If the booth was an attempt to stabilize the neighborhood, it is a still a sign that the city is open for business — important steps after events like 9/11, Superstorm Sandy and the coronavirus pandemic.
“You talk to ushers, you talk to wardrobe people, you talk to the people backstage and they talk about the booth as the thing that has over the years kept them employed,” said Bailey.
These days, visitors make their picks from a list of shows on continually updating electronic boards.
Staffers are on hand to help in red jackets or T-shirts with the TKTS logo and the printed slogan “Got questions?” They’re theater fans, having seen all the shows on offer and aware of the best and worst seats in the city’s various theaters. Most patrons get through the line in less than 45 minutes, longer on holidays.
The advice is to be flexible — have decided on two or three possible shows by the time you get to the window. Bailey notices that people in line often help each other out with recommendations and swap info on shows.
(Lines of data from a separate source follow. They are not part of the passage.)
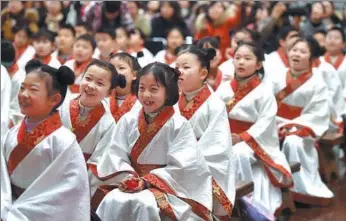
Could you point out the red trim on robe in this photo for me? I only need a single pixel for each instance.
(27, 141)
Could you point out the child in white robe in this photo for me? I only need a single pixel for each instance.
(207, 115)
(43, 174)
(251, 111)
(302, 118)
(123, 100)
(154, 160)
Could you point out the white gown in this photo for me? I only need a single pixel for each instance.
(303, 112)
(163, 153)
(251, 111)
(208, 118)
(45, 173)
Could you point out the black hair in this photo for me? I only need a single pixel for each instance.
(116, 79)
(69, 27)
(257, 50)
(164, 75)
(24, 28)
(133, 63)
(61, 77)
(88, 38)
(285, 31)
(108, 31)
(335, 28)
(212, 41)
(204, 55)
(44, 33)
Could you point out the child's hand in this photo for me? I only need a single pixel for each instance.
(132, 185)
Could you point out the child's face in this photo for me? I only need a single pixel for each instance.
(21, 39)
(105, 43)
(151, 94)
(192, 75)
(124, 68)
(299, 56)
(245, 62)
(122, 39)
(82, 51)
(80, 30)
(65, 39)
(95, 86)
(43, 47)
(334, 41)
(174, 40)
(33, 97)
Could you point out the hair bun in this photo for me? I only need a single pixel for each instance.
(121, 81)
(140, 54)
(33, 64)
(65, 75)
(210, 53)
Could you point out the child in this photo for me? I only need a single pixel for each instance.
(335, 44)
(122, 100)
(302, 117)
(251, 110)
(154, 158)
(65, 40)
(215, 75)
(175, 39)
(82, 52)
(43, 42)
(208, 118)
(22, 44)
(106, 44)
(137, 39)
(43, 164)
(88, 116)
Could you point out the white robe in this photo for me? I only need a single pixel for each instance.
(211, 127)
(54, 177)
(312, 96)
(5, 102)
(27, 55)
(259, 108)
(184, 170)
Tickets to mega-hits like “Hamilton” and “Wicked” typically won’t appear at the booth since they don’t need to offer discounts. New shows often do until they become a hot ticket, like after a Tony Award win or favorable reviews. But, eventually, most shows end up listed at the booth.
“There comes a point in the evolution of a show when they need help,” says Bailey, who earned a Tony this year for her work helping theater. “Shows like ‘A Chorus Line,’ ‘The Wiz,’ ‘Chicago,’ ‘The Phantom of the Opera,’ those shows ran extra years because of the booth.”
In addition to catching shows herself, Ramirez loves seeing her regulars and learning what they’ve liked and what they haven’t.
“This is where we get a lot of information,” she says. “They will come back and tell me all the business, tell me who was in it, who was bad, who was good, Was it good, Was it not?”